Con los años, el fútbol desencantó a algunas con las que compartí vestuario durante tanto y tanto tiempo. A otras, se las llevaron equipos mejores y hoy juegan en Primera, y después hubo las que nos dimos cuenta de que el fútbol nos gustaba mucho más como para jugarlo solamente. Así que nos enganchamos al fútbol local, al televisado, al escrito, a los debates desenfadados de cualquier parte. Entre tanto, también aprendimos que el mundo del fútbol femenino (el que nosotras empujábamos desde la base) era mucho, mucho más grande que Marta. Ingenuas de nosotras, que habíamos creído que solo existía lo que aparecía en televisión, incorporamos nuevos nombres, clubes y títulos a nuestro vocabulario “futfem”. No obstante, por más que hubiéramos corregido esta tendencia a tiempo para cambiar nuestros referentes, nada podíamos hacer ya contra las convicciones forjadas en la adolescencia. Marta siempre había estado allí. Y, a los 23 años, en Canadá, Marta se hizo real.
Era una calurosa tarde de junio en Montreal. Los aledaños del estadio Olímpico de la ciudad conducían a varios grupos de aficionados hacia el coliseo. El volumen de gente era tímido y avanzaba de manera tranquila hacia el gran umbral que nos recordaba que estábamos en el inicio de una Copa del Mundo. Yo tenía una entrada para ver a España. La primera entrada de la historia de los mundiales en los que participará España. Aunque lo que pasó durante ese partido que disputó la Selección contra Costa Rica es un relato que requeriría un artículo a parte, lo cierto es que a 6.000 km de casa aquel encuentro pareció un mero trámite antes de que empezara el verdadero espectáculo. El árbitro señaló el final del primer partido del grupo y centenares de camisetas amarillas irrumpieron de golpe para llenar un estadio que había estado prácticamente vacío durante las dos horas anteriores. Una auténtica marea amarilla. En unos minutos comenzaría el Brasil-Corea.

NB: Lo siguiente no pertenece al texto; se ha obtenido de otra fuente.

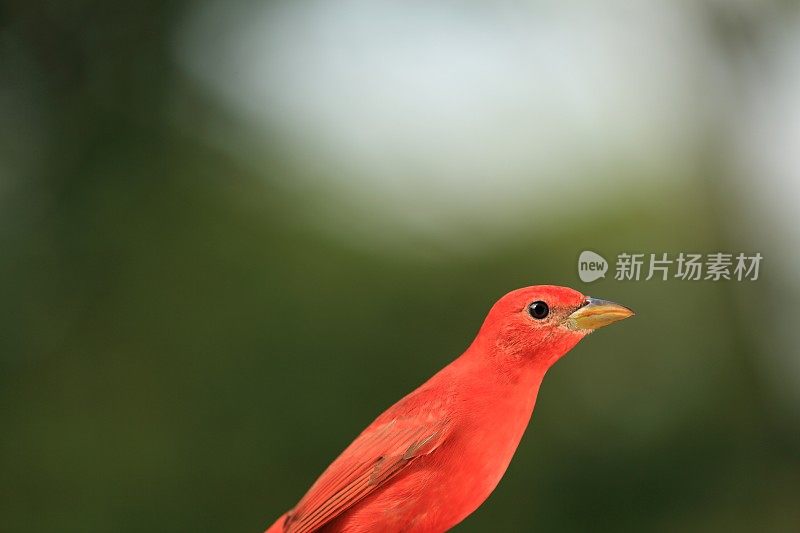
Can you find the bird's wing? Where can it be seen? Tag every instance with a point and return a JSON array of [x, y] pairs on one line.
[[380, 452]]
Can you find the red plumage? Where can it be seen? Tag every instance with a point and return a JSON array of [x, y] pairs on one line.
[[432, 458]]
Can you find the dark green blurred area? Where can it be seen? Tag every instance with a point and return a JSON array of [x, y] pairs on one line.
[[180, 349]]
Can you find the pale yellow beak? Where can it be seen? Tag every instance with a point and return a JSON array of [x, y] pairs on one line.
[[595, 314]]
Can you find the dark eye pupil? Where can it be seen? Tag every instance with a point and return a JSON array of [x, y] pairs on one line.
[[538, 310]]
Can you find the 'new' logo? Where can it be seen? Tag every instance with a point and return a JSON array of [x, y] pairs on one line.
[[591, 266]]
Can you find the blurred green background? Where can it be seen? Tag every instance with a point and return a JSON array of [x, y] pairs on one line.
[[234, 232]]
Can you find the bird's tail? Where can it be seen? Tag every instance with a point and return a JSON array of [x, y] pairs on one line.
[[277, 527]]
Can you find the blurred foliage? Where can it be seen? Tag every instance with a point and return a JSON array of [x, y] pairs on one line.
[[180, 351]]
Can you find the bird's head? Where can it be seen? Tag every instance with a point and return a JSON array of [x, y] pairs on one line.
[[540, 324]]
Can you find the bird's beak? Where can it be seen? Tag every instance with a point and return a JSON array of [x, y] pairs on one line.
[[594, 314]]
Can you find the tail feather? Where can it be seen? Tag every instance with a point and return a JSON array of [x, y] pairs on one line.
[[277, 527]]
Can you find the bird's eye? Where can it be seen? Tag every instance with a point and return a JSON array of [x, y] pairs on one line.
[[538, 310]]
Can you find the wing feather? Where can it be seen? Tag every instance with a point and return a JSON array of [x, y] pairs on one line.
[[380, 452]]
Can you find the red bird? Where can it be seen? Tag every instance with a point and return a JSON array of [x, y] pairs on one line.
[[434, 457]]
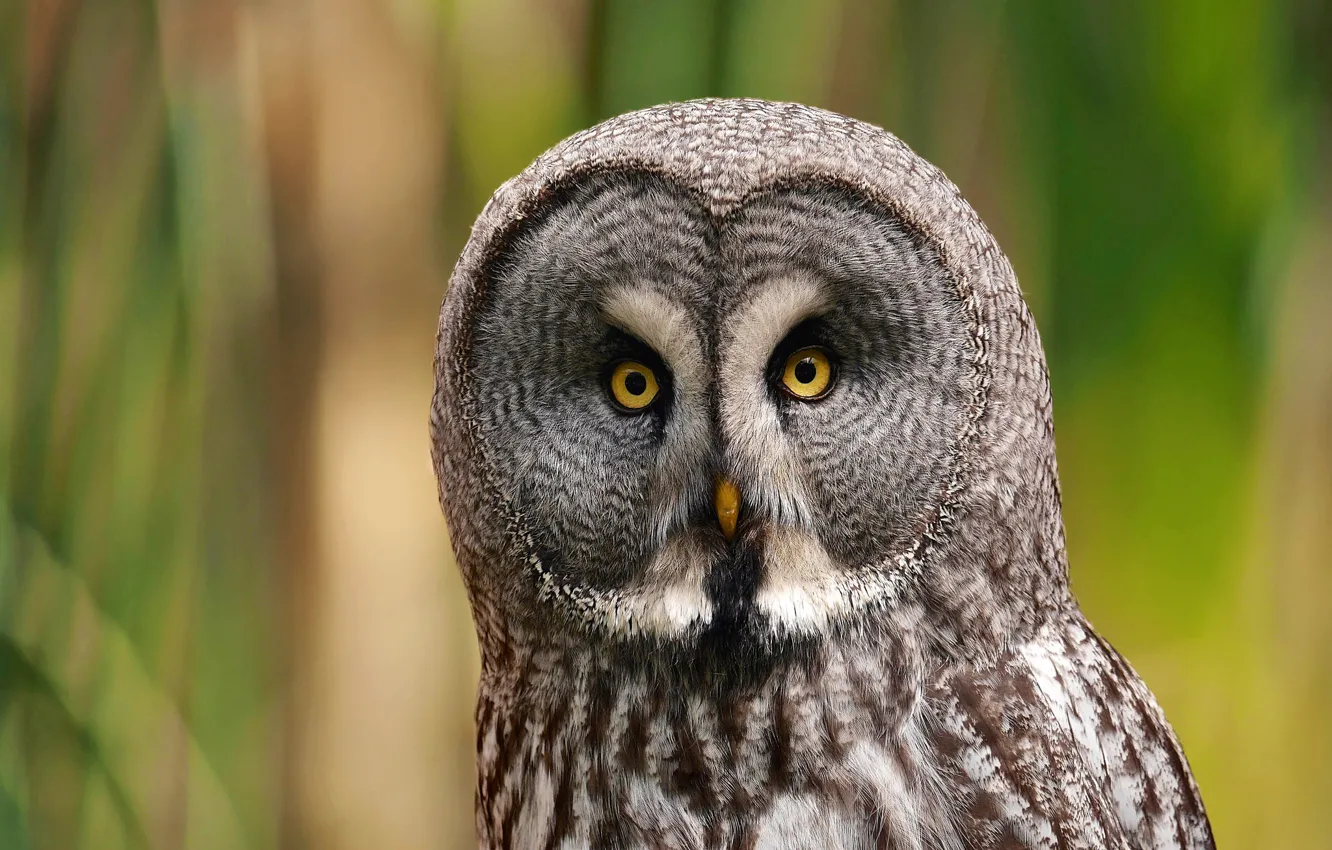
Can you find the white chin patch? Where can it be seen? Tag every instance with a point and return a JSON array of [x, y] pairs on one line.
[[799, 592], [669, 600]]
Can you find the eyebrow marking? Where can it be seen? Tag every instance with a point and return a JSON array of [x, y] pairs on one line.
[[755, 440], [662, 324], [767, 317]]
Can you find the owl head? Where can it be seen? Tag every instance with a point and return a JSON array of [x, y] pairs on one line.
[[742, 373]]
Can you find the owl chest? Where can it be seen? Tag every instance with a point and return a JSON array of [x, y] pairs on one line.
[[671, 790]]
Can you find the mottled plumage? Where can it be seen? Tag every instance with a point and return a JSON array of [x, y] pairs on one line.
[[887, 653]]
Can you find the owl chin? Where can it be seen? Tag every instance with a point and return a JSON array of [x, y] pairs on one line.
[[769, 586]]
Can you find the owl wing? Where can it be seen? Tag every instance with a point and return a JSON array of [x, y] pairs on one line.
[[1059, 744]]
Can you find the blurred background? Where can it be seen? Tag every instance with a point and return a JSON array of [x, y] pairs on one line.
[[228, 614]]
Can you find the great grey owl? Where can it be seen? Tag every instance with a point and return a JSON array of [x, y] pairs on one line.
[[743, 434]]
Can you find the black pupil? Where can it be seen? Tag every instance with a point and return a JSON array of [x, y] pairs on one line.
[[806, 371], [636, 383]]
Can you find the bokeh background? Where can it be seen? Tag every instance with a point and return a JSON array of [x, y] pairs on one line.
[[228, 616]]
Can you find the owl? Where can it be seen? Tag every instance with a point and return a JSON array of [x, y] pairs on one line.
[[743, 434]]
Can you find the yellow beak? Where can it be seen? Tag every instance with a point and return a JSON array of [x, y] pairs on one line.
[[727, 502]]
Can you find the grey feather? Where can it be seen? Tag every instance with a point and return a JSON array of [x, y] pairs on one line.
[[887, 654]]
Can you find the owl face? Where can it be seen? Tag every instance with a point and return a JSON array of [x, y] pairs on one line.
[[636, 359]]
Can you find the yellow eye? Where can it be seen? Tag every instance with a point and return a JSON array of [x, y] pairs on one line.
[[633, 385], [807, 373]]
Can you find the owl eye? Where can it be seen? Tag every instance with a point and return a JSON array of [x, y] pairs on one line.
[[807, 373], [633, 385]]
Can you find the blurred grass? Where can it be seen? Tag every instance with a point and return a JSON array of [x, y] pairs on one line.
[[227, 616]]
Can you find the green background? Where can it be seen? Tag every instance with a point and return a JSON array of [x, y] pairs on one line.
[[227, 610]]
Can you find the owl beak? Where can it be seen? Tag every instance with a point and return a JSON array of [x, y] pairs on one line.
[[727, 502]]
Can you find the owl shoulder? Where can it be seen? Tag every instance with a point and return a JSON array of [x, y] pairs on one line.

Marta saludaba. Saludaba mientras calentaba porque un estadio entero había estado esperándola. Como yo, que, sin saber aún por qué, siempre había sabido que era la mejor. Y la vi. Con mis propios ojos vi a una futbolista que se divertía cada vez que tocaba un balón mientras sus compañeras parecían nerviosas buscando algo, un gol quizá. Ella dirigía al equipo, ella desbordaba con una velocidad innata muy poco común, ella se encargó de transformar sonriendo el penalti de la victoria. Marta fue la única que se planteó que un pase de tacón siempre es mejor que un control-pase de libro si el que lo ejecuta siente que está bailando samba. Yo también sonreía. Pensaba en lo mucho que había tardado en ver aquello. Pero, al fin y al cabo, en aquel vestuario de adolescentes que nunca la habíamos visto jugar, ya le habíamos rendido un merecido homenaje. ¡Siempre habíamos querido ser como ella! Entonces, mientras abandonaba el estadio Olímpico de Montreal, pude ojear una crónica sobre el partido recién acabado. “La principal estrella del conjunto brasileño, Marta, ya con 28 años y empezando a perder facultades, solo pudo marcar de penalti…” decía la pieza. Entonces yo, que aún alucinaba con lo que acababa de ver, me eché a reír y entendí que nadie nunca podrá entender la historia del fútbol femenino sin su nombre. Marta.